From: Jenny Liu (jen@cs.washington.edu)
Date: Wed Nov 10 2004 - 04:29:21 PST
"The PIM Architecture for Wide Area Multicast Routing" presents an
approach and protocol for sending multicast data over a wide area,
particularly when receivers are sparsely distributed. PIM combines
ideas from the CBT protocol (namely shared trees) and the SPT (shortest
path tree) from the traditional IP multicast model by allowing routers
with receivers as local members along PIM's RP (shared) tree to choose
between a shared tree and a source-specific tree.

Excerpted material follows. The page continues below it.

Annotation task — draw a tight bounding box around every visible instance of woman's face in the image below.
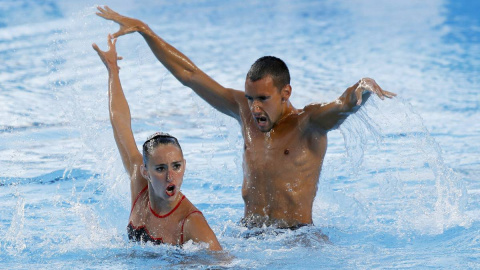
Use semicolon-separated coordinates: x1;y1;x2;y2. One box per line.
146;144;185;201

By giving the choice of multicast districution tree type to routers
directly connected to receiving members, PIM provides for
end-point-based choice in the type of tree used for multicasting. The
choice of tree type can even be changed on the fly, allowing receivers
(or their first hop routers) to choose what's best for them depending on
the specific multicast application. However, the question of how first
hop routers know whether they want RP or SPT paths within their networks
still remains. It seems that in the end, a human will have to decide on
(at the least) some parameters to govern the state of the tree choice
within each network, and it's not clear how those parameters are to be
chosen.
The paper points out that multicasting on RP and SPT type trees behaves
well under different circumstances. How often do those circumstances
change for the same set of senders and receivers? It's not clear that
the flexibility provided by being able to switch from one type of tree
to the other is actually very useful.